The burgher groaned, and, covering his face with his hands, he sunk back into his chair, shivering convulsively.
“What evidence have I of this?” he at length muttered—“Eudora is thy sister!”
The answer of the free-trader was accompanied by a melancholy smile.
“You have been deceived. Save the brigantine my being is attached to nothing. When my own brave father fell by the side of him who protected my youth, none of my blood were left. I loved him as a father, and he called me son, while Eudora was passed upon you as the child of a second marriage But here is sufficient evidence of her birth.”
The Alderman took a paper, which his companion put gravely into his hand, and his eyes ran eagerly over its contents. It was a letter to himself from the mother of Eudora, written after the birth of the latter, and with the endearing affection of a woman. The love between the young merchant and the fair daughter of his secret correspondent had been less criminal on his part than most similar connexions. Nothing but the peculiarity of their situation, and the real embarrassment of introducing to the world one whose existence was unknown to his friends, and their mutual awe of the unfortunate but still proud parent, had prevented a legal marriage. The simple forms of the colony were easily satisfied, and there was even some reason to raise a question whether they had not been sufficiently consulted to render the offspring legitimate. As Myndert Van Beverout, therefore, read the epistle of her whom he had once so truly loved, and whose loss had, in more senses than one, been to him an irreparable misfortune, since his character might have yielded to her gentle and healthful influence, his limbs trembled, and his whole frame betrayed the violence of extreme agitation. The language of the dying woman was kind and free from reproach, but it was solemn and admonitory. She communicated the birth of their child; but she left it to the disposition of her own father, while she apprized the author of its being of its existence; and, in the event of its ever being consigned to his care, she earnestly recommended it to his love. The close was a leave-taking, in which the lingering affections of this life were placed in mournful contrast to the hopes of the future.
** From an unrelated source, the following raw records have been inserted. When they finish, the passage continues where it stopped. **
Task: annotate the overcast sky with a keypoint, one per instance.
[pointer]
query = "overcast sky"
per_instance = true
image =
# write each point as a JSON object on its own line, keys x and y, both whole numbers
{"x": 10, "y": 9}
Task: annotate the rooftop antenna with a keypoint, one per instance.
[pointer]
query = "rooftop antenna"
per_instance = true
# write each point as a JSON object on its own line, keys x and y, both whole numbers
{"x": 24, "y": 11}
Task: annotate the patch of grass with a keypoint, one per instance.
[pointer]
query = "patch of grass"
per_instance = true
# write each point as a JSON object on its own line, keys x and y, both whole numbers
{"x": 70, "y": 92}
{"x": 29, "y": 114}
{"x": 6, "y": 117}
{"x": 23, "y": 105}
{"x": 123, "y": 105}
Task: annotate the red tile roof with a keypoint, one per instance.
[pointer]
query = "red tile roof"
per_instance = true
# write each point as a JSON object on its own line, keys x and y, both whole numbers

“Why has this so long been hidden from me?” demanded the agitated merchant—“Why, oh reckless and fearless man! have I been permitted to expose the frailties of nature to my own child?”
The smile of the free-trader was bitter, and proud.
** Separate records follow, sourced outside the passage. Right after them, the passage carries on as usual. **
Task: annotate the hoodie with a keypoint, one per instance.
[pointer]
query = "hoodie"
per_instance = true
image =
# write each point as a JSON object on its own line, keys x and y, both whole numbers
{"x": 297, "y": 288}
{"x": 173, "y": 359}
“Mr. Van Beverout, we are no dealers of the short voyage. Our trade is the concern of life;—our world, the Water-Witch. As we have so little of the interests of the land, our philosophy is above its weaknesses. The birth of Eudora was concealed from you, at the will of her grandfather. It might have been resentment;—it might have been pride.—Had it been affection, the girl has that to justify the fraud.”
“And Eudora, herself?—Does she—or has she long known the truth?”